Crisis icons
Amid the numerous Facebook tributes to Yanis Varoufakis, one shows a photoshopped image of the Greek finance minister clad in regal garb, with the page’s creators inviting citizens to rally in Syntagma Square on December 31 and proclaim him the new king of Greece.
If you look beyond the obvious trolling, which House Speaker Zoe Constantopoulou has also been subjected to – commenting on the same page some users call for the latter to be proclaimed queen – beyond all the humor, the idiocy, the vulgar jokes and the ridicule, two points could be made.
The first has to do with Varoufakis’s popularity, which has taken on a larger-than-life dimension. Everything he does is interpreted, magnified, fragmented and reconstructed in all sorts of ways, each time creating the same person with a new, previously unseen facet.
The finance minister has his very own fan club, people with the ability to glorify him and destroy him in the same breath. The same is true of Constantopoulou. Moving around with extraordinary ease, the Parliament speaker is capable on the one hand of waving a USB stick and threatening to expel the governor of the Bank of Greece from the classroom if he fails to present his essay in the proper format and according to the rules (in other words, according to her), as well reproaching – in a rather intimidating manner – journalists when she happens not to agree with the questions they ask, and, on the other, of joining the Athens Pride parade, casually dressed, and taking selfies.
Is there a conclusion to be drawn from this? Both the minister and the speaker have drifted from the decisive roles they were called to take on and are behaving like icons – products of the ongoing crisis, absorbed by (their own) image and with their own agenda regarding political intervention.

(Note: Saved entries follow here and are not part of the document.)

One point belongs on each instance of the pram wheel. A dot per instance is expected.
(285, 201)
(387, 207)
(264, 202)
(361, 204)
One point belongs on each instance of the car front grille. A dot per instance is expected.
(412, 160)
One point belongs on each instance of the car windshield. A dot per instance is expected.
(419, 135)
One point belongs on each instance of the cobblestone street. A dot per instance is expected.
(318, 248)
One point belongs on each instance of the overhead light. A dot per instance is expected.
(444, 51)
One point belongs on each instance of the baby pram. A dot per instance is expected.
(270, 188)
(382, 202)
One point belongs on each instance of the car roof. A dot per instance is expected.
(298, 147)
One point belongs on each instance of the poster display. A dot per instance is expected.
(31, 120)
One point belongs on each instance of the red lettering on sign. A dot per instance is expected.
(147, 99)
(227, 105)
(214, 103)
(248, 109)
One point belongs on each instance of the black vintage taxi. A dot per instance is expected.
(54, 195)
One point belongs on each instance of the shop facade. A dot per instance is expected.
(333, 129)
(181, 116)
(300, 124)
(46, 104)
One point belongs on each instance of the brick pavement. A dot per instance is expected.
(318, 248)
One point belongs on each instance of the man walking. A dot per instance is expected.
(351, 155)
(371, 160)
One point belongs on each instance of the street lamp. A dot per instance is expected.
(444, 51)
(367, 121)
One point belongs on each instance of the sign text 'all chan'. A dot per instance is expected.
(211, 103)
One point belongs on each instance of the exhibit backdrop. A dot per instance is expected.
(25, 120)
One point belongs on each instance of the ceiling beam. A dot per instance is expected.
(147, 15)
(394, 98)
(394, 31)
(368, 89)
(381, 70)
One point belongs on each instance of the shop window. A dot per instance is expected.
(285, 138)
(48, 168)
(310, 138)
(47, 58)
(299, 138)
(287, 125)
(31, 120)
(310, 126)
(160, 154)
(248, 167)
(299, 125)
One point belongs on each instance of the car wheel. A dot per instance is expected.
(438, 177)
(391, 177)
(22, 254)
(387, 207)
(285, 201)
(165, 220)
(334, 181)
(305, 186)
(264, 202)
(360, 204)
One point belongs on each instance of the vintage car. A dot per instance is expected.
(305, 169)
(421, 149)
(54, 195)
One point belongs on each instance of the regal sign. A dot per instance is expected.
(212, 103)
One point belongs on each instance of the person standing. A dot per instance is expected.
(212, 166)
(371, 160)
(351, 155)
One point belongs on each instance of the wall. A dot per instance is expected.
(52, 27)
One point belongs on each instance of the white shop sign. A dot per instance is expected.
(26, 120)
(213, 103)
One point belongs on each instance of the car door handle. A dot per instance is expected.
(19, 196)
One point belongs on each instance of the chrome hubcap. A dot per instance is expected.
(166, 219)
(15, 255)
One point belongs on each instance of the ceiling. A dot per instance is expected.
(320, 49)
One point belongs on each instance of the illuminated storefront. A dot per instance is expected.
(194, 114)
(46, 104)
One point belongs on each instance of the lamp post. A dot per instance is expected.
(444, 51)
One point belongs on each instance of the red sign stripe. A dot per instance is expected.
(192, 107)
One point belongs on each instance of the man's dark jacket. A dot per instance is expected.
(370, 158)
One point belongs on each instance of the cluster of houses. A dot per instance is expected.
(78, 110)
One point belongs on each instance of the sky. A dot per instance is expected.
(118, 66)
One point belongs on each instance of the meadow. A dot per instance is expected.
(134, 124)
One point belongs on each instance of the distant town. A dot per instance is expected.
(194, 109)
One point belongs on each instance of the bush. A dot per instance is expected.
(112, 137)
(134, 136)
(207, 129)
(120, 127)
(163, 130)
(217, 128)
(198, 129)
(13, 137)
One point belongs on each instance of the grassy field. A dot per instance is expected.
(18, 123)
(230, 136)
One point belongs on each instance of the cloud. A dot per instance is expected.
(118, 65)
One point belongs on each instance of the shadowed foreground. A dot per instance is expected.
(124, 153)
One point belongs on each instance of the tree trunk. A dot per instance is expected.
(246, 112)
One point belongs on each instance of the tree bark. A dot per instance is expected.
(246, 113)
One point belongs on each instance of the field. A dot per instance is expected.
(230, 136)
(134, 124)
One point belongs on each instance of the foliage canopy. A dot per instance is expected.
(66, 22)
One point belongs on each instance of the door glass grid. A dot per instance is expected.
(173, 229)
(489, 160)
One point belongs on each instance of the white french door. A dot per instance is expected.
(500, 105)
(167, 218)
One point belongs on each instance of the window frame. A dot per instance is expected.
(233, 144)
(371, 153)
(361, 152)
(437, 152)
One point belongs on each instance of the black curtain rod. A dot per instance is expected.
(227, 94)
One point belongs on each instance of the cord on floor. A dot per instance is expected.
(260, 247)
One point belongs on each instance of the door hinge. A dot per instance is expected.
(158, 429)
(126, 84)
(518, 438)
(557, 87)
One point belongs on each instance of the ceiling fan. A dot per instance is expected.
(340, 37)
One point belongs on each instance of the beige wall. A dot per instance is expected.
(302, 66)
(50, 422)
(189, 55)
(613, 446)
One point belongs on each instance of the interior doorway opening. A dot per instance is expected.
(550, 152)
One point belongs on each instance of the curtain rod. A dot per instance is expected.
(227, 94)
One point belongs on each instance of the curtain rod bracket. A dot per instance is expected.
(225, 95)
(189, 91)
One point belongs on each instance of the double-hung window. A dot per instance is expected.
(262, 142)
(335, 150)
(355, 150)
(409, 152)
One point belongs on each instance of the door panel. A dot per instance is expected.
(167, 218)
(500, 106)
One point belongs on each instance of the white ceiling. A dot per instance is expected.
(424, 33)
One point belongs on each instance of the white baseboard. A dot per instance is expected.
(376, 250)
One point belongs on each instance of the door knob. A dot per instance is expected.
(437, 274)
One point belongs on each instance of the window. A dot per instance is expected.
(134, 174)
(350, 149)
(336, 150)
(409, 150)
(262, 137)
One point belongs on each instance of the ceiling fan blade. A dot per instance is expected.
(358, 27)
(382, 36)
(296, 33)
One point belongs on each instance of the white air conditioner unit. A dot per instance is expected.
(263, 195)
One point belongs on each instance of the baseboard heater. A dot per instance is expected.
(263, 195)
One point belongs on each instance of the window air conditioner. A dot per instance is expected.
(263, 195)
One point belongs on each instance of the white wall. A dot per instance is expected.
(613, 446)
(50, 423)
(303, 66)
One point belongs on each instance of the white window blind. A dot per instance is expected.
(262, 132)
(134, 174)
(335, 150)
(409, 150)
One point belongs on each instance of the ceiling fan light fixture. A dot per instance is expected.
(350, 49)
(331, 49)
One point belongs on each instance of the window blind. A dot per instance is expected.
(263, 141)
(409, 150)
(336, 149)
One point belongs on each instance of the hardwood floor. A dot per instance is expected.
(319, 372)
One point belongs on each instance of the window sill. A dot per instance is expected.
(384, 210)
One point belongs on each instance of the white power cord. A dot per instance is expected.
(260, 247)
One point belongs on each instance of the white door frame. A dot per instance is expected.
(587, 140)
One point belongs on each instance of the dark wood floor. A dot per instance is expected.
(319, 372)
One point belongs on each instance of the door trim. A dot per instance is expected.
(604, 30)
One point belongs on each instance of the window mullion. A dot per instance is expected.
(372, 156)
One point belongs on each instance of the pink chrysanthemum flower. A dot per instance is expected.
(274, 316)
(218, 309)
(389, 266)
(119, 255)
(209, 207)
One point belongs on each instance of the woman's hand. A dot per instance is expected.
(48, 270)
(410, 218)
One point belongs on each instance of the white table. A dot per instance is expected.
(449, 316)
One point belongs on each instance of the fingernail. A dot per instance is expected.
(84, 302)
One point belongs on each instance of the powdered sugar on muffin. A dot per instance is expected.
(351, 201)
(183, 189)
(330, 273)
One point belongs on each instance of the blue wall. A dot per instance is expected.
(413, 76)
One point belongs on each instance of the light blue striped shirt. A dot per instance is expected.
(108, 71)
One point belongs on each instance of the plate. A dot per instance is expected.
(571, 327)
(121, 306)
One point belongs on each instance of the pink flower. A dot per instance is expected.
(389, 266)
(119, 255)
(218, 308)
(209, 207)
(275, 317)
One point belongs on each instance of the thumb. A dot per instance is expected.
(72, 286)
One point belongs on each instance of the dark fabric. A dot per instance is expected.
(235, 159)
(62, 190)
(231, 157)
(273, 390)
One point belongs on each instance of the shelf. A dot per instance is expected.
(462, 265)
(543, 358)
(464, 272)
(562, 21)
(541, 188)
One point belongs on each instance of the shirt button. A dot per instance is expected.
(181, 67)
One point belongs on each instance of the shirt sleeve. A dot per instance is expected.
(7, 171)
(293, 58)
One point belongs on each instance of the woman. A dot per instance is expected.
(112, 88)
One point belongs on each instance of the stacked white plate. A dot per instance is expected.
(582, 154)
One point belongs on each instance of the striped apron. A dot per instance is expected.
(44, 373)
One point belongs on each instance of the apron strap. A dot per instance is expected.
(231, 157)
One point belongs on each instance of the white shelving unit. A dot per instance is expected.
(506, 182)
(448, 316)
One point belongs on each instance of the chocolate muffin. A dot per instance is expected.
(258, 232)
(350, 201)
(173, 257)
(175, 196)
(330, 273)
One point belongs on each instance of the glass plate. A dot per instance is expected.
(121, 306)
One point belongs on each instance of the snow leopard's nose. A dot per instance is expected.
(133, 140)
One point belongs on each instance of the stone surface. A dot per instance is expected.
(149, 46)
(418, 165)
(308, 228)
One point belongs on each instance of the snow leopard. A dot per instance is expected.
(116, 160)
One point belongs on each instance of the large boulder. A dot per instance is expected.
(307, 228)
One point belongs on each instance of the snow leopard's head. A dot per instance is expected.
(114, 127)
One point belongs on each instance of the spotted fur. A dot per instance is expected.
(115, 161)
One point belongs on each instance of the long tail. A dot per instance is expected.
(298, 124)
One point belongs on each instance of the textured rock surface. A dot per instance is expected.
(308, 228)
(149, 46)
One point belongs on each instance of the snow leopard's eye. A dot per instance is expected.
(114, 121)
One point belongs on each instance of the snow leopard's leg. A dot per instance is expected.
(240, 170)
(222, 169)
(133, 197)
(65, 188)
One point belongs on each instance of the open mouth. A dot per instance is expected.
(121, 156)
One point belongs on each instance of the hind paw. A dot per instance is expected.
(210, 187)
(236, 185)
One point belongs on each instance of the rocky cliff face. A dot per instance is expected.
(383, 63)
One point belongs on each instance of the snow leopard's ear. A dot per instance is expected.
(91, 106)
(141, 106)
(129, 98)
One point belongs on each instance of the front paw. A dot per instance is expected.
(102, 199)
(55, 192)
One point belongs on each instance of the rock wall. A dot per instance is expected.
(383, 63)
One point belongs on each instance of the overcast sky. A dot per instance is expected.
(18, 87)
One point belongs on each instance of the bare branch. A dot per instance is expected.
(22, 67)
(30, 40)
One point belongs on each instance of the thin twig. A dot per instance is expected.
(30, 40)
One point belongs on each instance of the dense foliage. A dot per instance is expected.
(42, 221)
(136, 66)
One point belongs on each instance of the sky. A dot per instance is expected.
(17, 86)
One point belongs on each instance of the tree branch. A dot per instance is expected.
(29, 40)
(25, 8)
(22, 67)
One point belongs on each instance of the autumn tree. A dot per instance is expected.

This is the kind of issue which could be of major interest on a sociological level, if it did not involve two key figures of the country’s ruling party at a particularly crucial period in the country’s history, if they had not been elected by voters to “manufacture consent,” as opposed to staging a show, to work, both independently as well as collectively, for results that could benefit the country – which is what every seriously working Greek, whether or not a SYRIZA voter, does every day.